4. No-Reference and Reduced-Reference Quality Assessment

The quality metrics presented so far assume the availability of the reference video to compare the distorted video against. This requirement is a serious impediment to the feasibility of video quality assessment metrics. Reference videos require tremendous amounts of storage space, and, in many cases, are impossible to provide for most applications.

Reduced-reference (RR) quality assessment does not assume the complete availability of the reference signal, only that of partial reference information that is available through an ancillary data channel. Figure 41.12 shows how a RR quality assessment metric may be deployed. The server transmits side-information with the video to serve as a reference for an RR quality assessment metric down the network. The bandwidth available to the RR channel depends upon the application constraints. The design of RR quality assessment metrics needs to look into what information is to be transmitted through the RR channel so as to provide minimum prediction errors. Needless to say, the feature extraction from the reference video at the server would need to correspond to the intended RR quality assessment algorithm.

click to expand
Figure 41.12: Deployment of a reduced-reference video quality assessment metric. Features extracted from the reference video are sent to the receiver to aid in quality measurements. The video transmission network may be lossy but the RR channel is assumed to be lossless.

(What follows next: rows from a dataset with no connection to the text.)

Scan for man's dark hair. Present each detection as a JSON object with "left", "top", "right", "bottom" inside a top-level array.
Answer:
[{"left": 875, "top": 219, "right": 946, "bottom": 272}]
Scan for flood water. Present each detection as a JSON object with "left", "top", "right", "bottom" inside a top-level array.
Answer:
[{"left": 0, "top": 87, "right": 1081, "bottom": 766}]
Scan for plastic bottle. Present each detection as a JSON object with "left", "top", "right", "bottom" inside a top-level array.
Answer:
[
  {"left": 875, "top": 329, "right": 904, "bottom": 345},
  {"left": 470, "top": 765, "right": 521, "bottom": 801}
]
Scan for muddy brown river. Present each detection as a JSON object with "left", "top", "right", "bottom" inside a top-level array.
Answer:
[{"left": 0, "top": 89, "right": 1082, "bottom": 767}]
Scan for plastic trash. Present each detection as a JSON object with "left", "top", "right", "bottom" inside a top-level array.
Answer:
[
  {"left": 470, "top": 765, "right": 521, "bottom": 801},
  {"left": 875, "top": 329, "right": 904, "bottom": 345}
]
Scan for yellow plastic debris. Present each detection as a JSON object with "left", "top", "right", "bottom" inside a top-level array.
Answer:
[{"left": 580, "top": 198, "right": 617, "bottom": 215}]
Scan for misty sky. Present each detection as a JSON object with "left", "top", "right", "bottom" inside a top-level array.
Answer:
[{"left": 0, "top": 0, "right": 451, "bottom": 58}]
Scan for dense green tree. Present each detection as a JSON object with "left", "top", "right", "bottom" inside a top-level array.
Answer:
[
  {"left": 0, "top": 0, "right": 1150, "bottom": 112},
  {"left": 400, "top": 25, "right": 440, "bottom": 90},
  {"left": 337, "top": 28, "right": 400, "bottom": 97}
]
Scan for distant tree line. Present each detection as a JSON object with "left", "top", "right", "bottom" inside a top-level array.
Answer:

Perhaps the earliest RR quality assessment metric was proposed by Webster et al. [71] and is based on extracting localized spatial and temporal activity features. A spatial information (SI) feature measures the standard deviation of edge-enhanced frames, assuming that compression will modify the edge statistics in the frames. A temporal information (TI) feature is also extracted, which is the standard deviation of difference frames. Three comparison metrics are derived from the SI and TI features of the reference and the distorted videos. The features for the reference video are transmitted over the RR channel. The metrics are trained on data obtained from human subjects. The size of the RR data depends upon the size of the window over which SI & TI features are calculated. The work was extended in [72], where different edge enhancement filters are used, and two activity features are extracted from 3D windows. One feature measures the strength of the edges in the horizontal/vertical directions, while the second feature measures the strength of the edges over other directions. Impairment metric is defined using these features. Extensive subjective testing is also reported.

Another approach that uses side-information for quality assessment is described in [73], in which marker bits composed of random bit sequences are hidden inside frames. The markers are also transmitted over the ancillary data channel. The error rate in the detection of the marker bits is taken as an indicator of the loss of quality. In [74], a watermarking based approach is proposed, where a watermark image is embedded in the video, and it is suggested that the degradation in the quality of the watermark can be used to predict the degradation in the quality of the video. Strictly speaking, both these methods are not RR quality metrics since they do not extract any features from the reference video. Instead, these methods gauge the distortion processes that occur during compression and the communication channel to estimate the perceptual degradation incurred during transmission in the channel.

Given the limited success that FR quality assessment has achieved, it should come as no surprise that designing objective no-reference (NR) quality measurement algorithms is very difficult indeed. This is mainly due to the limited understanding of the HVS and the corresponding cognitive aspects of the brain. Only a few methods have been proposed in the literature [75–80] for objective NR quality assessment, yet this topic has attracted a great deal of attention recently. For example, the video quality experts group (VQEG) [81] considers the standardization of NR and RR video quality assessment methods as one of its future working directions, where the major source of distortion under consideration is block DCT-based video compression.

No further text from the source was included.